Now, Sloane’s hissed curse was even more profane. “You lied to me earlier today, Rowan. You acted like you had no goddamned idea who woman in the morgue video was. Yet all along you knew.”
“I knew,” he admitted soberly. “I’m telling you now, lying to my friends--to my teammates--goes against everything I am. But when it comes to this woman, when it comes to Nova...”
“You care for her,” Thane said.
Mathias nodded. He glanced to Sloane. “When you told me she had been at the morgue to see the other dead men, I didn’t know how deeply she might be involved in any of this. I didn’t know if she had been part of the other killings too. I didn’t know if she’d been lying to me about what she knew. I only knew I had to give her the chance to tell me first. So, as soon as the sun set, I came here to talk with her.”
“You’ve been here all night?” Callahan piped up. “You were here while the killing took place?”
“I was upstairs, in Nova’s apartment with her.” He didn’t have to elaborate on what he was doing up there. The looks he was getting from all four men said they understood plainly enough. “I didn’t know about the attack until after it was over. The boy, Eddie, was in the shop when the killer arrived. Eddie hid back there, in the storage room. He ran upstairs to Nova’s afterward, in a state of shock.”
“He didn’t see who did it?” Deacon asked.
“No, but Nova did.” At the round of confused glances that fixed on him, Mathias explained. “She’s a Breedmate. Her gift lets her see the final moments of someone’s life when she touches them. When she touched Ozzy, she saw a Breed male in a hooded jacket. She saw this male slash open her friend’s throat.”
Mathias now looked to Sloane. “That’s what Nova was doing at the morgue this morning, when she touched the dead men with the scarab tattoos. She saw that there was some kind of meeting taking place between those men and a group of Russians. The thug who confronted her here in Ozzy’s shop the other night was there too. She saw him execute his own men.”
Sloane stared at him, raked a hand over his head. “For fuck’s sake, Rowan. When were you going to divulge all of this intel? Things between our two organizations are touchy enough without the commander of the Order’s operation in London willfully interfering in an open JUSTIS investigation. Withholding information, diverting resources, fucking a person of interest--”
Mathias growled at that last charge, even though he was guilty of everything Sloane pointed out. “I want this thing sewn up as much as anyone else--more than anyone, I’d say. But Nova is my responsibility. I don’t want anyone questioning her, or pointing one damned finger at her without coming to me first--”

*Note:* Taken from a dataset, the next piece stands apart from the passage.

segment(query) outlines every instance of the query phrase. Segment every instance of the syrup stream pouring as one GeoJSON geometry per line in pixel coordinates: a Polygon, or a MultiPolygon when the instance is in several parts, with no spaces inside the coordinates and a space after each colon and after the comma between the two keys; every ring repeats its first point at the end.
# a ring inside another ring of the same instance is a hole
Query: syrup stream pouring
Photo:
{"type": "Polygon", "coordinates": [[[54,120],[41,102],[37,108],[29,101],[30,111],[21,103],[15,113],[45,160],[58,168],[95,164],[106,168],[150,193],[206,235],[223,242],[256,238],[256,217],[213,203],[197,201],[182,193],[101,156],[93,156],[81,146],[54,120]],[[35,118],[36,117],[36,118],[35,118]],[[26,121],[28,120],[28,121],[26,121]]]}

Sloane studied him through narrowed blue eyes. “Have you drunk from this female? Have you blood-bonded to her?” When Mathias shook his head in denial, Sloane scoffed. “No, but you want to.”
He wasn’t going to refute that. He couldn’t.
While he’d lived a very long life taking his sustenance from willing human females--women who provided sex and nourishment and little more--he’d had no appetite for basic Homo sapiens blood anymore.
Not since he’d first laid eyes on an ink-covered, metal-studded, thoroughly unconventional beauty named Nova.
If he drank from her, a Breedmate, one sip would mean forever.
A concept Mathias was more than willing to explore with her. If she’d have him, and if he managed to find her before the danger on her heels came any closer than it already had.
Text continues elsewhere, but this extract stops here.